Of course if you are developing and entire application at some point you do want to save to a file, else you lose everything. Using TCLs introspective abilities its relatively easy to dump some or all of the current interpreter state into a tcl file (I've written a proc to make this easier before, however mostly I would just develop in the file in the first place, and have a function in the application to resources itself if its source changes).
Not sure about that, but this system is impressively interactive: http://rigsomelight.com/2014/05/01/interactive-programming-flappy-bird-clojurescript.html
Most variations of Lisp make it easy to save your interactive work product as program files, since code is just data.

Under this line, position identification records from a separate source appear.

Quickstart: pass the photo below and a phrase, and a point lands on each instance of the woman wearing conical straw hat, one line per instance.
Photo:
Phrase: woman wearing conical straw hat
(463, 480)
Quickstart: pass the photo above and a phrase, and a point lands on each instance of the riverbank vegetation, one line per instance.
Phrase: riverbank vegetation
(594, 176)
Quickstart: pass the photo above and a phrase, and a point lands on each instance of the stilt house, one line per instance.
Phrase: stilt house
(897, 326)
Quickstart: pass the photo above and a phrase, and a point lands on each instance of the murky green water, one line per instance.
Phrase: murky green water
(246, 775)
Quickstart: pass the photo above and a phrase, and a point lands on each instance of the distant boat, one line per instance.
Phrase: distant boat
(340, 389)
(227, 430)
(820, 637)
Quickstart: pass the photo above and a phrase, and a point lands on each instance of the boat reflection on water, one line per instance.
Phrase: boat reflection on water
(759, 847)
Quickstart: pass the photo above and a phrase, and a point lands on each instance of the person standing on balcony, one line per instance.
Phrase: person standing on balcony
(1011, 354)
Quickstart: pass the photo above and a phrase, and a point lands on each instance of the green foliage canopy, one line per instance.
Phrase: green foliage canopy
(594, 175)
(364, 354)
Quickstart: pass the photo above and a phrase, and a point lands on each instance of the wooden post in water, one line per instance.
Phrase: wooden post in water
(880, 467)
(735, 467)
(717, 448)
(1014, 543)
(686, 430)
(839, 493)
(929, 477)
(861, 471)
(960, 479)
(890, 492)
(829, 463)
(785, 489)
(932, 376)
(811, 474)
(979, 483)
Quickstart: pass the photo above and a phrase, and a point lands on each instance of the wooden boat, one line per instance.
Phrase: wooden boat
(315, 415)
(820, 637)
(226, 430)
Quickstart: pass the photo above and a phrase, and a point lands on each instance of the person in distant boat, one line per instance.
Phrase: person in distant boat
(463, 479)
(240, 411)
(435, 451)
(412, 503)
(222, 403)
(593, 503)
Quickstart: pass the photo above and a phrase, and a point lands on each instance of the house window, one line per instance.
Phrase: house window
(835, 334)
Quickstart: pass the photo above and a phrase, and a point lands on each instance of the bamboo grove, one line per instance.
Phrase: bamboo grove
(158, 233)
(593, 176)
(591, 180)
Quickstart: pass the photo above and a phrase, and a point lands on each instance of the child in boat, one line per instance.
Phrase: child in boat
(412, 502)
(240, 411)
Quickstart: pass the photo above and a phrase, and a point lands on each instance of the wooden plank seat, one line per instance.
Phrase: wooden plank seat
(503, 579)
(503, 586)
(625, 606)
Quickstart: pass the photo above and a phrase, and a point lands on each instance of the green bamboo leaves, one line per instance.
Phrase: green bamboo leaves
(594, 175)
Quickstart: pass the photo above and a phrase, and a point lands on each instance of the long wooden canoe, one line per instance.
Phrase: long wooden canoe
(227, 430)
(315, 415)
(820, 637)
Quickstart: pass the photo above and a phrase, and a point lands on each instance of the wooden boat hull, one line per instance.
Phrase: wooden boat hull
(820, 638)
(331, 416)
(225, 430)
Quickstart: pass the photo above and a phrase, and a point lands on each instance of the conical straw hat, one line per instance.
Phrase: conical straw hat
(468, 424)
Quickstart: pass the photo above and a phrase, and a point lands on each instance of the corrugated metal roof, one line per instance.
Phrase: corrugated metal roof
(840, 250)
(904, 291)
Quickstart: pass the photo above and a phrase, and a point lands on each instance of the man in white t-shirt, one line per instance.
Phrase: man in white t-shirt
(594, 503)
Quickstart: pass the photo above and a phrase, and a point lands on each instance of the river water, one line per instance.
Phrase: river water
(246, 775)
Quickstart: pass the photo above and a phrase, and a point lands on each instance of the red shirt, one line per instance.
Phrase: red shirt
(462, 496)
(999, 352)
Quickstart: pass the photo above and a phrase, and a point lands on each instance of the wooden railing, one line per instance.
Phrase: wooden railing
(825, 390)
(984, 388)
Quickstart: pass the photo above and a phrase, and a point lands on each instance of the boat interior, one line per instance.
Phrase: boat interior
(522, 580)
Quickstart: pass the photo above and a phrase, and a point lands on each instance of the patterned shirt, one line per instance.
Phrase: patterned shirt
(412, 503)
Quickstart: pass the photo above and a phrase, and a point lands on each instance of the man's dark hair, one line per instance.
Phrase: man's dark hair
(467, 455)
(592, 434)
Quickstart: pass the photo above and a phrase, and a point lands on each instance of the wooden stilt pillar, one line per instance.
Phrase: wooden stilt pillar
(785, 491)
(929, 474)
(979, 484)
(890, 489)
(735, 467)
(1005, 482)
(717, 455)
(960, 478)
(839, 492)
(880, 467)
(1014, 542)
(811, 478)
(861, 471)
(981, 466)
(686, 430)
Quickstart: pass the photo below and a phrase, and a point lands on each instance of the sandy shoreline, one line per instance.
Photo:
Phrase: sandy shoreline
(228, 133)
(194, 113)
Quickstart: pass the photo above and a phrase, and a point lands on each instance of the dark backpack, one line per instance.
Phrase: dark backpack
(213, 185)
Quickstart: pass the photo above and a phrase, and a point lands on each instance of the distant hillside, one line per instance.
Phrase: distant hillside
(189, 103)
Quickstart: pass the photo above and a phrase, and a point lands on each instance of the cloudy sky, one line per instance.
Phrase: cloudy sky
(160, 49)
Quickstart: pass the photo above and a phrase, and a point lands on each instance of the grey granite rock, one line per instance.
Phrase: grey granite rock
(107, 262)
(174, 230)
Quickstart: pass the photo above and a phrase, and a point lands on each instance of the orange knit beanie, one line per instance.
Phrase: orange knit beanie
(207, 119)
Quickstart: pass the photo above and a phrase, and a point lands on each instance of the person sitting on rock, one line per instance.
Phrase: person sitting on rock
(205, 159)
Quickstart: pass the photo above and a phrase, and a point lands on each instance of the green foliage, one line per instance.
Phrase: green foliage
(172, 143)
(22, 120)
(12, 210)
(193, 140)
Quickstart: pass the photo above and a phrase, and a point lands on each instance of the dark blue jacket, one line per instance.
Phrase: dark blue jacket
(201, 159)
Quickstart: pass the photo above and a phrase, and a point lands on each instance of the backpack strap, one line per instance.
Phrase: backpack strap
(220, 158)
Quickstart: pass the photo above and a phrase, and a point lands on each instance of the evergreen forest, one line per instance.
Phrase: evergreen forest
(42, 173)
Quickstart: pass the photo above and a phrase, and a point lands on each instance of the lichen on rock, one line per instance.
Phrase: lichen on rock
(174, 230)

Charles Simonyi's Intentional Programming concept might be part way there, too, but it's not like you can go and buy that yet. The Intentional Workbench project may be worth exploring.
Many Forths can be used like this.
Someone already mentioned Forth but I would like to elaborate a bit on the history of Forth. Traditionally, Forth is a programming language which is it's own operating system. The traditional Forth saves the program directly onto disk sectors without using a "real" filesystem. It could afford to do that because it didn't ran directly on the CPU without an operating system so it didn't need to play nice.
Indeed, some implementations have Forth as not only the operating system but also the CPU (a lot of more modern stack based CPUs are in fact designed as Forth machines).
In the original implementation of Forth, code is always compiled each time a line is entered and saved on disk. This is feasible because Forth is very easy to compile. You just start the interpreter, play around with Forth defining functions as necessary then simply quit the interpreter. The next time you start the interpreter again all your previous functions are still there. Of course, not all modern implementations of Forth works this way.
Clojure
It's a functional Lisp on the JVM. You can connect to a REPL server called nREPL, and from there you can start writing code in a text file and loading it up interactively as you go.
Clojure gives you something akin to interactive unit testing.
I think Clojure is more interactive then other Lisps because of it's strong emphasis of the functional paradigm. It's easier to hot-swap functions when they are pure.
The best way to try it out is here: http://web.clojurerepl.com/
ELM
ELM is probably the most interactive you can get that I know of. It's a very pure functional language with syntax close to Haskell. What makes it special is that it's designed around a reactive model that allows hot-swapping(modifying running code(functions or values)) of code. The reactive bit makes it that whenever you change one thing, everything is re-evaluated.
Now ELM is compiled to HTML-CSS-JavaScript. So you won't be able to use it for everything.
ELM gives you something akin to interactive integration testing.